C’est pour cela que je maintiens que le coaching est un travail d’orfèvre. Mon expérience d’une douzaine d’années en tant que coach m’a appris que les missions ayant le même objectif, par exemple la cohésion d’équipe, ne se ressemblent pas, ni en enjeux, ni en énergie, ni en véhémence de résistance, ni en matérialisation de cet esprit d’équipe. En rien. Chaque mission est unique. L’homéostasie est, également, propre à chaque mission. De fait, le coach a les atouts pour en faire un tremplin qui propulse vers le changement.
Faire le deuil
J-A. Malarewicz explique que la demande du manager, «j’ai envie de changer», signifie en langage de coaching : «avant de changer, j’ai d’abord besoin de faire le deuil de ce que je quitte».
Or, toujours selon lui, «plus le rythme des changements dans l’entreprise s’accélère, plus il est difficile de prendre en compte la nécessité d’un confort psychologique que la société réclame de plus en plus clairement». Ce confort psychologique peut être, rarement, pris en compte par l’équipe dirigeante, car portée par l’énergie libérée et aussi par ignorance. Cette ignorance est, parfois, amplifiée par l’exercice du pouvoir hiérarchique. Quand c’est le manager qui décrète le changement, il devient une source de souffrance pour les collaborateurs.
«La prise en compte des processus de deuil constitue une des façons de répondre à la nécessité d’une humanisation des relations dans l’entreprise», dixit Malarewicz.

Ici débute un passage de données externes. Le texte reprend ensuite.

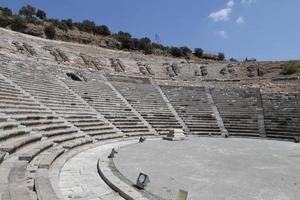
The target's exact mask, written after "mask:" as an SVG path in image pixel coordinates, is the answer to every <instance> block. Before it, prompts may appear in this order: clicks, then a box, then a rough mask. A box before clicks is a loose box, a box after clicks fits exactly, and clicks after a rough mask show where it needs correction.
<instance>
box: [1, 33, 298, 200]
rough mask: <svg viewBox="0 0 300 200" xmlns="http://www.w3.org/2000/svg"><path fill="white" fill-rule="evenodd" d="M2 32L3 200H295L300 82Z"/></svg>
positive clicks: (230, 66)
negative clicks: (169, 136) (166, 134)
mask: <svg viewBox="0 0 300 200" xmlns="http://www.w3.org/2000/svg"><path fill="white" fill-rule="evenodd" d="M0 34H1V38H0V66H1V71H0V199H1V200H8V199H10V200H21V199H25V200H36V199H39V200H63V199H82V200H83V199H90V200H96V199H97V200H115V199H116V200H118V199H138V200H142V199H150V200H151V199H176V198H177V195H178V191H179V190H180V189H182V190H186V191H188V199H194V200H198V199H213V200H214V199H218V200H221V199H244V200H250V199H251V200H252V199H253V200H254V199H256V200H266V199H267V200H271V199H272V200H274V199H277V200H298V199H299V196H300V146H299V144H298V143H297V142H299V137H300V91H299V85H300V80H299V77H296V76H294V77H289V78H281V77H280V76H278V77H276V78H272V77H268V76H267V77H266V78H260V77H258V78H257V77H256V78H255V77H254V78H247V79H241V78H240V77H238V76H237V73H242V72H243V71H238V70H239V67H238V66H236V64H232V63H228V62H213V61H201V62H199V63H196V62H191V61H185V60H180V59H173V58H163V57H158V56H156V57H155V56H148V57H147V56H144V55H141V54H138V53H130V52H122V51H115V50H108V49H102V48H98V47H88V46H84V45H79V44H71V43H64V42H58V41H48V40H44V39H38V38H34V37H31V36H26V35H23V34H20V33H14V32H11V31H8V30H4V29H1V30H0ZM174 63H176V64H174ZM203 66H205V67H203ZM224 67H225V69H227V70H228V71H231V72H232V73H226V74H223V76H222V77H221V78H220V74H219V73H218V72H219V71H220V70H222V69H224ZM226 67H228V68H226ZM241 70H242V69H241ZM174 129H182V130H184V132H185V133H186V135H187V139H186V140H184V141H177V142H170V141H165V140H162V139H161V138H162V136H163V135H165V134H168V133H169V131H170V130H174ZM141 136H144V137H145V138H146V141H145V142H144V143H138V140H139V137H141ZM224 136H226V137H224ZM228 136H229V137H228ZM227 137H228V138H227ZM112 148H115V149H116V150H117V151H118V154H116V157H115V158H114V159H109V158H108V157H107V156H108V155H109V153H110V152H111V150H112ZM139 172H144V173H146V174H148V175H149V177H150V183H149V184H148V186H147V187H146V189H145V190H138V189H136V188H135V187H133V186H132V184H135V181H136V178H137V176H138V173H139Z"/></svg>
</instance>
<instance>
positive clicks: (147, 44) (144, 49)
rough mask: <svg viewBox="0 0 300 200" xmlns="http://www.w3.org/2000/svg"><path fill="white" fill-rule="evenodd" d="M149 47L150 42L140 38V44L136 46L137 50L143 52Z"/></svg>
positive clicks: (147, 40)
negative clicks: (144, 50) (137, 49)
mask: <svg viewBox="0 0 300 200" xmlns="http://www.w3.org/2000/svg"><path fill="white" fill-rule="evenodd" d="M149 46H151V40H150V39H149V38H147V37H144V38H141V39H140V43H139V46H138V49H139V50H145V49H146V48H149Z"/></svg>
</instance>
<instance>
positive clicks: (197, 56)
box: [194, 48, 203, 58]
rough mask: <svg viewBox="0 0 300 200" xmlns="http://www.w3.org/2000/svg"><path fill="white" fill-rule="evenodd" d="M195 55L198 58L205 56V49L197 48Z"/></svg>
mask: <svg viewBox="0 0 300 200" xmlns="http://www.w3.org/2000/svg"><path fill="white" fill-rule="evenodd" d="M194 55H195V56H196V57H198V58H202V56H203V49H201V48H195V50H194Z"/></svg>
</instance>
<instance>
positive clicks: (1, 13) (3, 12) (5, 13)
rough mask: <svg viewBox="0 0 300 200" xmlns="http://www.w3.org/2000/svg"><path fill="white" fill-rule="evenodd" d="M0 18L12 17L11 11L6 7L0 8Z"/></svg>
mask: <svg viewBox="0 0 300 200" xmlns="http://www.w3.org/2000/svg"><path fill="white" fill-rule="evenodd" d="M0 16H5V17H10V16H12V11H11V9H9V8H7V7H5V8H2V7H0Z"/></svg>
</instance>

Changer, oui. Aller vers de nouvelles zones de confort, oui. Négliger «confort psychologique» des collaborateurs, non. C’est la non-prise en considération de ce confort qui fait passer à la trappe des projets de changement très ambitieux.
Ce qu’est l’homéostasie
L’homéostasie est la capacité d’un système à maintenir l’équilibre de son milieu intérieur, quelles que soient les contraintes externes. Le concept aurait été évoqué pour la première fois en 1866 par le médecin et physiologiste français Claude Bernard. Aujourd’hui, le concept englobe d’autres systèmes que ceux purement organiques : une organisation ou une entreprise.